Com certeza. A gente vive numa sociedade capitalista. Ter dinheiro, e controle sobre ele, significa fazer o que você quiser. Existe um dado claro: 70% das mulheres que não conseguem se separar de um agressor, quando têm filhos, é porque temem que o cara vá pedir a guarda. Elas passam a vida inteira ali porque têm uma renda menor.

Não apenas no Brasil, mas no mundo, as mulheres ganham menos do que os homens. A que você atribui isso?
Há uma série de fatores, mas acredito que as mulheres não se sentem confiantes o suficiente para brigar pelo seu espaço, para negociar uma contratação, por exemplo. Mulheres aceitam, homens negociam. Tem uma questão de desenvolvimento de autoestima nisso: Eu posso, eu valho, eu sei o que eu valho. 

Eu fiquei um período na Record. Todo ano, negociava meu salário. Passaram-se três anos, uma vez, eu estava conversando com uma repórter e descobri que ela nunca tinha renegociado o salário. Nem reajuste de IPCA [inflação]. Nada. Mas tem espaço para fazer isso quando você quer.

Eu tripliquei meu salário em 45 minutos quando fui chamada para Record. Me ofereceram R$ 6.000 e, mesmo ganhando R$ 3.000 no SBT, eu disse que era pouco para mim, e que eu não iria por menos de R$ 10.000. Eles me retornaram a ligação em 30 minutos me oferecendo R$ 9.000. 

Você fala com desenvoltura de quanto ganha, algo que um americano faz tranquilamente, mas que o brasileiro tem pânico. Como você define a relação do brasileiro com dinheiro?
Isso está no primeiro capítulo do meu livro: dinheirofobia. É uma questão cultural, religiosa. É feio falar sobre dinheiro. E uma mulher falar sobre dinheiro é mais feio ainda. Parece que está querendo se achar, querendo contar vantagem, mas é só um número. A gente precisa mudar isso. Aqui na empresa, por exemplo, todo mundo sabe quanto cada um recebe. 

Como mudar essa relação com o dinheiro no Brasil?
Com educação financeira —o que a gente faz aqui. O pessoal não sabe nem fazer conta de matemática, não sabe o que é Selic [taxa básica de juro], spread [diferença entre o valor pago para captar e emprestar]. Precisa levar isso para as escolas.

Já pedi para conversar no Ministério da Educação várias vezes. Não quero cobrar nada, mas gostaria de poder contribuir mais com a educação. Nunca me responderam.

Você quer levar o Me Poupe! para a rede pública?
Sim. Levar a educação financeira como um todo. Precisamos de uma educação que atraia as crianças e os jovens. Estamos perdendo a eficiência por causa disso. Para mim, as duas coisas não conseguem ser desassociadas. Me parece querer fugir da realidade não perceber como essas duas máximas [economia do país e finanças pessoais] se encontram.

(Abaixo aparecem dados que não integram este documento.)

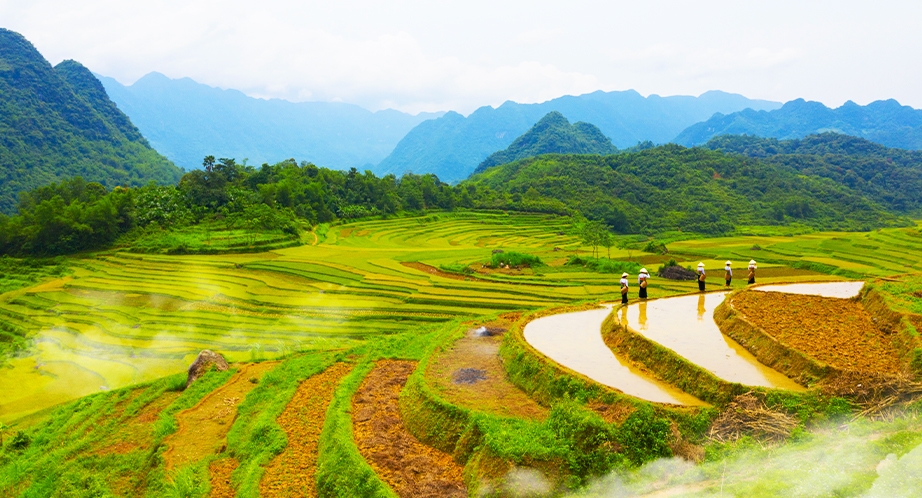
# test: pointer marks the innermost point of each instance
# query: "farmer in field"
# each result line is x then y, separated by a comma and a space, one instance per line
642, 283
624, 288
701, 277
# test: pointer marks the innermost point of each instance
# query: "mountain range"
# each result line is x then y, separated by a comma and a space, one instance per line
884, 121
57, 122
553, 134
187, 121
452, 146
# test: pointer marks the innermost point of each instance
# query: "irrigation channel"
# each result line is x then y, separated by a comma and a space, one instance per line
684, 324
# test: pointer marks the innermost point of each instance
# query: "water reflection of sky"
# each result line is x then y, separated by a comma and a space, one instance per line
575, 341
841, 290
685, 324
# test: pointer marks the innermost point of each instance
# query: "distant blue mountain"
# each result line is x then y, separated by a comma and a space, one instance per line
885, 122
186, 121
452, 146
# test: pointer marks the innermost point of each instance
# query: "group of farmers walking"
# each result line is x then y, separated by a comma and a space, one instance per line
644, 276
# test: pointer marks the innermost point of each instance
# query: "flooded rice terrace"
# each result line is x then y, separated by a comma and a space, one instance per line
684, 324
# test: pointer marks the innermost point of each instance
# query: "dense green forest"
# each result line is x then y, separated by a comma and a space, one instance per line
553, 134
649, 191
287, 197
892, 177
57, 123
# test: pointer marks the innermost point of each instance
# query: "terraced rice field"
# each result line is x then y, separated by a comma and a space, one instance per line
878, 253
124, 318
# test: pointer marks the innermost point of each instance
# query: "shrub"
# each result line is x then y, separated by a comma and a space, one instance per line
604, 265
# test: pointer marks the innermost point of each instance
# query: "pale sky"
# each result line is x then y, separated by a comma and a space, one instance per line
442, 55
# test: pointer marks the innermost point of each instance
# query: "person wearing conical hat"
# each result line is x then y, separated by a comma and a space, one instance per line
701, 277
624, 286
642, 283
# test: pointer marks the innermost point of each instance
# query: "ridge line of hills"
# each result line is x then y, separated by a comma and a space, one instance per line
58, 122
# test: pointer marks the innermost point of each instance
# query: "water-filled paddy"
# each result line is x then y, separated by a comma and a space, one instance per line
575, 341
841, 290
685, 324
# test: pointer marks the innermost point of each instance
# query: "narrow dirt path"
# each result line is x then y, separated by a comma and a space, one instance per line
470, 373
410, 467
220, 471
203, 428
292, 472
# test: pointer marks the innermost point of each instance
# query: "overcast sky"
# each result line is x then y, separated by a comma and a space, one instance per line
439, 55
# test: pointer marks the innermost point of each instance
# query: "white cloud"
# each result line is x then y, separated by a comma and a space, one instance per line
415, 55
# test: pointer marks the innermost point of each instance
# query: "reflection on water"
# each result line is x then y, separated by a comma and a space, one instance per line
575, 341
670, 323
842, 290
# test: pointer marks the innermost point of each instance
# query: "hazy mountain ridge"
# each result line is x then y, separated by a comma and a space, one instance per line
891, 176
452, 146
553, 134
884, 121
56, 123
187, 121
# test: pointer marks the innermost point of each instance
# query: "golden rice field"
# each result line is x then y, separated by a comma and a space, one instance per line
122, 318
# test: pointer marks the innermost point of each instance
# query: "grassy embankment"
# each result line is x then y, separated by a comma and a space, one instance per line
125, 318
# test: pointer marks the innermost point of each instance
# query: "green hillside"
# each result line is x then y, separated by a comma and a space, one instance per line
893, 177
57, 122
692, 190
553, 134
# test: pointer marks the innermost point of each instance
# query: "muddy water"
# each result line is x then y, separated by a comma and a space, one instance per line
842, 290
575, 341
685, 324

Com a queda da taxa de juros, o brasileiro está indo para Bolsa. Um gestor conceituado, Luis Stuhlberger, disse que há uma bolha lá. Como você tem lidado com o tema?
Não sou portadora do apocalipse. Não posso também ser otimista demais. Meu papel é educar. Falar ‘olha, esses são os riscos’. Explicar que, na Bolsa, tem gente que investe para o curto prazo. Eu invisto para longo prazo, baseada nos fundamentos das empresas em que acredito.

Essa semana coloquei no ar o vídeo da minha carteira de ações. Pedi para um analista montar, porque eu não posso indicar ações, e disse que não queria bancos de varejo. Não posso ganhar dinheiro com a fudência [slogan da empresa] do outro, né? Se eu prego o não endividamento bancário, não faz sentido eu ganhar dinheiro com Itaú e Bradesco. Na carteira também não pode ter empresa investigada na Lava Jato ou envolvida com tragédias ambientais.

Uma carteira de ações precisa refletir os valores da pessoa?
Eu acredito nisso, mas cada um é cada um. Voltando a Davos. Klaus Schwab [criador do fórum] fala que a política e a cultura da empresa não devem ser voltadas apenas a dar dinheiro a acionistas, que todo mundo pode se dar bem. E já tem empresa com essa política. Acredito que se a gente educar as pessoas, elas, como investidores, vão forçar as empresas a terem mais responsabilidade. Eu queria ter visto um pouco mais dessa discussão em Davos. Mas não vi.